Valenzuela Belén, Gisleskog Per Olsson, Cirillo Iolanda, Coenen Erwin, Ariyawansa Jay, Ali Saberi Rana, Takhtoukh Samiha, Pérez-Ruixo Juan José, Ackaert Oliver
Janssen-Cilag Spain, Part of Janssen Pharmaceutical Companies of Johnson and Johnson, Madrid, Spain.
POG Pharmacometrics, London, UK.
Clin Transl Sci. 2025 Feb;18(2):e70114. doi: 10.1111/cts.70114.
This analysis assessed the relationship between the plasma concentrations of loperamide and its N-desmethyl loperamide meta- bolite (M1) and the potential QT interval prolongation at therapeutic and supratherapeutic doses. The exposure-response analysis was performed using the data from healthy adults participating in a randomized, double-blind, single-dose, four-way (placebo; loperamide 8 mg [therapeutic]; loperamide 48 mg [supratherapeutic]; moxifloxacin 400 mg [positive control]) crossover study. The electrocardiographic measurements extracted from 12-lead digital Holter recordings were time-matched to pharmacokinetic sampling of loperamide/M1. The primary response variable was placebo-adjusted change from baseline in Fridericia-corrected QT interval (ΔΔQTcF); the exposure variable was loperamide and/or M1 concentration. A total of 53 participants with 1408 time-matched pharmacokinetic and ΔΔQTcF measurements was analyzed. Hysteresis between both loperamide and M1 concentrations and ΔΔQTcF was observed with supratherapeutic dose.
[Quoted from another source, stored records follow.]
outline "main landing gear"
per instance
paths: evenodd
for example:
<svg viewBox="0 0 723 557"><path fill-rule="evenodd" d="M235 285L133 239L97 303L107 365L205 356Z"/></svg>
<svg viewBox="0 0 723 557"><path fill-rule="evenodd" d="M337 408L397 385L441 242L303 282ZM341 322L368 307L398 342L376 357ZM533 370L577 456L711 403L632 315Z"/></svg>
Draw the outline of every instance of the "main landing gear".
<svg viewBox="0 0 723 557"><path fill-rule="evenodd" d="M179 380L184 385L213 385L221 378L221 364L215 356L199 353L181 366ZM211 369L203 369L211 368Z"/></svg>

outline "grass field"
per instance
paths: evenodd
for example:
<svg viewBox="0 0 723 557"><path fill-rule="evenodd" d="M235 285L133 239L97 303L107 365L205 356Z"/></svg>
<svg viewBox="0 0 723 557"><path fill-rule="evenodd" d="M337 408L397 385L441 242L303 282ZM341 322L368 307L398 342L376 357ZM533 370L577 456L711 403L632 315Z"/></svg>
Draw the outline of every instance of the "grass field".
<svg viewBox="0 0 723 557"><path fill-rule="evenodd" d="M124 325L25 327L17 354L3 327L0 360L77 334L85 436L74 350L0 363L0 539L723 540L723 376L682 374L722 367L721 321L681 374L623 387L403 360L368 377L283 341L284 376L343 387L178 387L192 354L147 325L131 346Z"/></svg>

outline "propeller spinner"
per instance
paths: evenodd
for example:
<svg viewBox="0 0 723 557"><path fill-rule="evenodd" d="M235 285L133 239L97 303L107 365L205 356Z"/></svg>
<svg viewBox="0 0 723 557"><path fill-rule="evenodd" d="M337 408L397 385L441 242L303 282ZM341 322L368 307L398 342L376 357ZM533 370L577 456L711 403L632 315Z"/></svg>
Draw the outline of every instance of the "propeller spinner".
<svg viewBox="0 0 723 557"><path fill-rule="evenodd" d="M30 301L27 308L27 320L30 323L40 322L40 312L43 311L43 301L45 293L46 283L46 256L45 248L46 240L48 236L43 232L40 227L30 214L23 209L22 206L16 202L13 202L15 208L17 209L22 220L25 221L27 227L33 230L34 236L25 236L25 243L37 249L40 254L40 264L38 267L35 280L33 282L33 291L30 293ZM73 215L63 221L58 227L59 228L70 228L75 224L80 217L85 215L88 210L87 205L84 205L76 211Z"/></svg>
The pre-specified linear concentration-ΔΔQTcF relationship was driven by M1 concentrations in the effect compartment. The model-predicted mean ΔΔQTcF at the geometric mean of the maximum concentration in the effect compartment was -0.526 msec (90% CI, -1.51 to 0.462) following 8-mg dose (2.1 ng/mL) and 6.06 msec (90% CI, 3.86-8.27) following 48-mg dose (14.2 ng/mL). The upper bound of two-sided 90% CI was < 10 msec for both doses. The sensitivity analysis considering loperamide concentrations in the effect compartment instead of M1 as input for the concentration-ΔΔQTcF analysis confirmed these findings. The data showed that loperamide or M1 does not have an effect on cardiac repolarization that exceeds the threshold of regulatory concern in healthy participants at doses of 8 and 48 mg.
本分析评估了洛哌丁胺及其N-去甲基洛哌丁胺代谢物(M1)的血浆浓度与治疗剂量和超治疗剂量下潜在的QT间期延长之间的关系。使用来自参与一项随机、双盲、单剂量、四组(安慰剂;洛哌丁胺8毫克[治疗剂量];洛哌丁胺48毫克[超治疗剂量];莫西沙星400毫克[阳性对照])交叉研究的健康成年人的数据进行暴露-反应分析。从12导联数字动态心电图记录中提取的心电图测量值与洛哌丁胺/M1的药代动力学采样进行时间匹配。主要反应变量是经弗里德里西亚校正的QT间期相对于基线的安慰剂校正变化(ΔΔQTcF);暴露变量是洛哌丁胺和/或M1浓度。对53名参与者的1408次时间匹配的药代动力学和ΔΔQTcF测量值进行了分析。在超治疗剂量下观察到洛哌丁胺和M1浓度与ΔΔQTcF之间存在滞后现象。预先设定的线性浓度-ΔΔQTcF关系由效应室中的M1浓度驱动。在效应室中最大浓度的几何平均值处,模型预测的8毫克剂量(2.1纳克/毫升)后的平均ΔΔQTcF为-0.526毫秒(90%置信区间,-1.51至0.462),48毫克剂量(14.2纳克/毫升)后的平均ΔΔQTcF为6.06毫秒(90%置信区间,3.86 - 8.27)。两种剂量的双侧90%置信区间上限均<10毫秒。将效应室中的洛哌丁胺浓度而非M1作为浓度-ΔΔQTcF分析的输入进行的敏感性分析证实了这些发现。数据表明,在8毫克和48毫克剂量下,洛哌丁胺或M1对健康参与者心脏复极化的影响未超过监管关注阈值。